NEWS for North Dakotans
Agriculture Communication, North Dakota State University
7 Morrill Hall, Fargo, ND 58105-5665
November 22, 2000
Presence of a potentially devastating disease in southern Manitoba means North Dakota dry bean growers need to be on the watch for it next summer and be cautious about where the seed they purchase was produced, according to a North Dakota State University plant pathologist.
Anthracnose is not established in North Dakota or Minnesota, but it is present in southern Manitoba near the international border, says Art Lamey, NDSU Extension Service plant pathologist.
The most important disease management procedure is to keep the anthracnose pathogen out by avoiding seed produced in infested areas, Lamey says. Bean growers should determine where the seed they purchase was grown and not purchase seed grown in an infected state or province, including Manitoba, Michigan and Ontario. Seed developed in an infected state or province is acceptable if it was grown under furrow irrigation in a western state such as Idaho, Wyoming, eastern Washington or eastern Oregon, he says.
Genetically resistant varieties and tested "pathogen free" seed are primary controls in areas where the disease is established.

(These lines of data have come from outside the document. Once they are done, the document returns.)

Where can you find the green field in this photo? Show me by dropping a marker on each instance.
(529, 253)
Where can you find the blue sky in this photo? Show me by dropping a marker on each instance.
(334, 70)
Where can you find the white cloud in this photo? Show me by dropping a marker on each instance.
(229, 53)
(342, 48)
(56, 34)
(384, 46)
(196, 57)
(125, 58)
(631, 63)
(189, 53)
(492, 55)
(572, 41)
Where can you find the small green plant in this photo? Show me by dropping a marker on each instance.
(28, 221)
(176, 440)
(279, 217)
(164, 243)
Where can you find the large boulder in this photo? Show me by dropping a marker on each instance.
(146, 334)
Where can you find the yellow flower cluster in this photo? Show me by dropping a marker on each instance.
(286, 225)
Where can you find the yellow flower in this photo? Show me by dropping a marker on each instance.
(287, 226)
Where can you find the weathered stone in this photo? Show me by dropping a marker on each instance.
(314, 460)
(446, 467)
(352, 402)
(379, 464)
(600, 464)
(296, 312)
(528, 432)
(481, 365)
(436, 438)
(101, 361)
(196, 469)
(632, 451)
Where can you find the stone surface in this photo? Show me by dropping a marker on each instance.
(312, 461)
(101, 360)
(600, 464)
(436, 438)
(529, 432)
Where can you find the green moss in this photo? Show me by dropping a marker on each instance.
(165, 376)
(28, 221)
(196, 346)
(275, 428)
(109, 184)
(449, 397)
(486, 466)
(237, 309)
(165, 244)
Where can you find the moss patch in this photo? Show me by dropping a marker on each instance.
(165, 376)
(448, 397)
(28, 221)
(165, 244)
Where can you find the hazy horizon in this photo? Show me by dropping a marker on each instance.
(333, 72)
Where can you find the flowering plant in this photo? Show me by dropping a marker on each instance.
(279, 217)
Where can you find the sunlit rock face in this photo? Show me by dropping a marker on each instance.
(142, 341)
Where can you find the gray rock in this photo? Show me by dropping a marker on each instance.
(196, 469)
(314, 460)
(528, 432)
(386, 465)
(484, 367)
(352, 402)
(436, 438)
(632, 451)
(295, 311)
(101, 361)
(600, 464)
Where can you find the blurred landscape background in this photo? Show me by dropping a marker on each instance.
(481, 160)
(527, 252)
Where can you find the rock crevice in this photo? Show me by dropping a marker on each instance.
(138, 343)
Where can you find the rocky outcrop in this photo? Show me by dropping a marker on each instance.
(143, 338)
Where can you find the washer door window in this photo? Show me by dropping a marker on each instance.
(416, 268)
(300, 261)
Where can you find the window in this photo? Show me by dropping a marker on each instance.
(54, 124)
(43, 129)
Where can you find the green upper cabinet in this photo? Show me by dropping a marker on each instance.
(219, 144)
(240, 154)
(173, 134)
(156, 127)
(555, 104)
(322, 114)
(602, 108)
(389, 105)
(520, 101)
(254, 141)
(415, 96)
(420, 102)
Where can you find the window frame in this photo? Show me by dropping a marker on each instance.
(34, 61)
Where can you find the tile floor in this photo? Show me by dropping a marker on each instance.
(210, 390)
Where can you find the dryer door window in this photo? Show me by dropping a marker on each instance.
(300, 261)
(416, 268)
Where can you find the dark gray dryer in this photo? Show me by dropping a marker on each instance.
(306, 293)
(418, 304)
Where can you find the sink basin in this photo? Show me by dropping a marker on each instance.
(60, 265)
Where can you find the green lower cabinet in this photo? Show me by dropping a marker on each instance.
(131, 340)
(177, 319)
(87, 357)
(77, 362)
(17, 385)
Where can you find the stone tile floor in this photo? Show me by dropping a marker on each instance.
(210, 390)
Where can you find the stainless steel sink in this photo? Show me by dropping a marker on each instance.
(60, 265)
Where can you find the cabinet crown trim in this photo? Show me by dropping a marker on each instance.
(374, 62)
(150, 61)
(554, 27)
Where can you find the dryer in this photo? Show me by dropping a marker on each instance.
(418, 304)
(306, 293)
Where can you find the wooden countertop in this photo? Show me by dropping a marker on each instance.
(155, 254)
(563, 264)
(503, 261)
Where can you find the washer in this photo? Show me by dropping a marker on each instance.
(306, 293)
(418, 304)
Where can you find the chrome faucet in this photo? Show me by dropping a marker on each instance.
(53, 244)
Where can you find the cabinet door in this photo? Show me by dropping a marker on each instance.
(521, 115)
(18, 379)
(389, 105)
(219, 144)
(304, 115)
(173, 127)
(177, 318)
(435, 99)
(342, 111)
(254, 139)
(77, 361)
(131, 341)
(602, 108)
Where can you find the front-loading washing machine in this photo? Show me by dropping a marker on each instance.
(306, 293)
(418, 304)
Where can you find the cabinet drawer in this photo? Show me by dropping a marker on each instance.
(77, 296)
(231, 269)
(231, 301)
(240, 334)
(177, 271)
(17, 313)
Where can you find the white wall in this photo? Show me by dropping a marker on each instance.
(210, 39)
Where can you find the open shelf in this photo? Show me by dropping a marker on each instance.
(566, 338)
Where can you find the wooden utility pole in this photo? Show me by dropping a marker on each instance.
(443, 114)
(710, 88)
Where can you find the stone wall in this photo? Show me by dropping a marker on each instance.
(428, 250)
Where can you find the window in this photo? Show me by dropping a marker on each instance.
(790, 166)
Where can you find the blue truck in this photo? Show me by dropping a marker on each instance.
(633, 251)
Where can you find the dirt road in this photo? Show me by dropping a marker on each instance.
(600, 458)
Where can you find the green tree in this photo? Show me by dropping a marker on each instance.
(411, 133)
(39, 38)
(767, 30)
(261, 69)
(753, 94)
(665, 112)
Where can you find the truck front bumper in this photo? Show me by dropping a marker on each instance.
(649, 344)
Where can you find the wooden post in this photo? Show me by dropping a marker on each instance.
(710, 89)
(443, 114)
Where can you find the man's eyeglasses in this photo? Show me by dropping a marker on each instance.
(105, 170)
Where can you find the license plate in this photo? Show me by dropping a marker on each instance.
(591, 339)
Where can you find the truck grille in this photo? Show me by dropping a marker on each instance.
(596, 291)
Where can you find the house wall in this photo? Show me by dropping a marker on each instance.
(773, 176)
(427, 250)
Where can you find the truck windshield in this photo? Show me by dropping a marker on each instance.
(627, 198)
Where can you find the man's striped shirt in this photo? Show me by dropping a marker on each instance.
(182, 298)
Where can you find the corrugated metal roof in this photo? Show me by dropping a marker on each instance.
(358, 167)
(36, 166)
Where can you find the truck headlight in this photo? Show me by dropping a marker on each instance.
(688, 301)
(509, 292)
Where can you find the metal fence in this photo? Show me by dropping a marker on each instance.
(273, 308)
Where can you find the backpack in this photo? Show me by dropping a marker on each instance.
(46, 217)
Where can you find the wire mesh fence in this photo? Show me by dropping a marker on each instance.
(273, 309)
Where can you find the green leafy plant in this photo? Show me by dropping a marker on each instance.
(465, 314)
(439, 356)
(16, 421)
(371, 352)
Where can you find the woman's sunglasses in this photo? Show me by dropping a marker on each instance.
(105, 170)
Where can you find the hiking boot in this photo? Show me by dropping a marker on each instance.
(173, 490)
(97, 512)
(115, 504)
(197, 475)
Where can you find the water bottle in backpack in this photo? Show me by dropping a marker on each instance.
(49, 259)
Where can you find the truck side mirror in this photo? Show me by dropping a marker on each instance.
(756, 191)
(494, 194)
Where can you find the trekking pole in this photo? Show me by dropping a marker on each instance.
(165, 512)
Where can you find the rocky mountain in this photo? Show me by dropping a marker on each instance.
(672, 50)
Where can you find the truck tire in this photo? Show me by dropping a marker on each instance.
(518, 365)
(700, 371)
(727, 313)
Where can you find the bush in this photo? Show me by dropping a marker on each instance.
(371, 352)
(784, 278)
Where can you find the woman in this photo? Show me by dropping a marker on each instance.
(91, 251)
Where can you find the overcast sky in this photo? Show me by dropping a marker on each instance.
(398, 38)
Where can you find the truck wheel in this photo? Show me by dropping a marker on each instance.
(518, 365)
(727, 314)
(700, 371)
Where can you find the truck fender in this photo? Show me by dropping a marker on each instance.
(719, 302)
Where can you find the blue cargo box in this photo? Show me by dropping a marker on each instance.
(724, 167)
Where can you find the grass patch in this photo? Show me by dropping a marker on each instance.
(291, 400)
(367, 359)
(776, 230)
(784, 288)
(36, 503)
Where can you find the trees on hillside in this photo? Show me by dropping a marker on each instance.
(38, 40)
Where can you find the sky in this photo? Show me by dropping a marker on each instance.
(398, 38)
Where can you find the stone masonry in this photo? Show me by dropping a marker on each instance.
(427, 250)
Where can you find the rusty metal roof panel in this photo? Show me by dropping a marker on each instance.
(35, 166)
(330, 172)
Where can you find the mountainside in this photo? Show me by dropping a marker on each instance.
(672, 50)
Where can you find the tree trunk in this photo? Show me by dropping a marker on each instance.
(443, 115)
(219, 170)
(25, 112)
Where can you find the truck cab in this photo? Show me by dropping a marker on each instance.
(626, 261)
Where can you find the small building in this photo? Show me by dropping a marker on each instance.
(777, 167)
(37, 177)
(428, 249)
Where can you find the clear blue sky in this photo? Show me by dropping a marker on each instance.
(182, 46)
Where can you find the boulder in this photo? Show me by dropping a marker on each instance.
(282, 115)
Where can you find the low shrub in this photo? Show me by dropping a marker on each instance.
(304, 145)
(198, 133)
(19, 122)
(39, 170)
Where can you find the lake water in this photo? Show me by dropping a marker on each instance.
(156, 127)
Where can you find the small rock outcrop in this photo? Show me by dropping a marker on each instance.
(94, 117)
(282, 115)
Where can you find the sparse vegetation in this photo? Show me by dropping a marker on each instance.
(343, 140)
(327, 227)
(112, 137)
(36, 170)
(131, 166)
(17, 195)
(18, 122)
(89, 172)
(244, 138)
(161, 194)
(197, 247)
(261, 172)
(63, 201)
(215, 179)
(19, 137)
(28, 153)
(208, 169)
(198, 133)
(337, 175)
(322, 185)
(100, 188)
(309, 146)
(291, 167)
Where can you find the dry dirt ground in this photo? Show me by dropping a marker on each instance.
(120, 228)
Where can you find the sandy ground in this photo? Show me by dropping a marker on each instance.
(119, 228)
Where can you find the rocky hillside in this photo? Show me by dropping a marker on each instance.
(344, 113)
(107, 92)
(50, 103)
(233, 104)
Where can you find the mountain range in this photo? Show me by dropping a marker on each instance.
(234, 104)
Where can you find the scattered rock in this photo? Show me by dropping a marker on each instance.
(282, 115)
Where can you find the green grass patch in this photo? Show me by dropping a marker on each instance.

In the field, the most characteristic symptoms of anthracnose appear on the undersides of leaves, where small, angular brick red to purple-brown lesions develop. Older lesions become darker, extend to the upper leaf surface, and proceed along veins. Pod lesions are very sunken, circular, chocolate brown to black colored with a raised dark margin surrounded by a thin zone of reddish tissue. On the lesion surface, tan spores dry into dark granular masses.
Anthracnose can be blown from field to field in crop refuse and spreads within the field in splashing rain showers, as well as being carried on seed.
Moderate chemical control with multiple applications of Benlate or Topsin M is feasible but may not be economic, Lamey says.
"This warning is not to cause panic but to alert growers to make every effort to avoid accidentally introducing the disease," he says.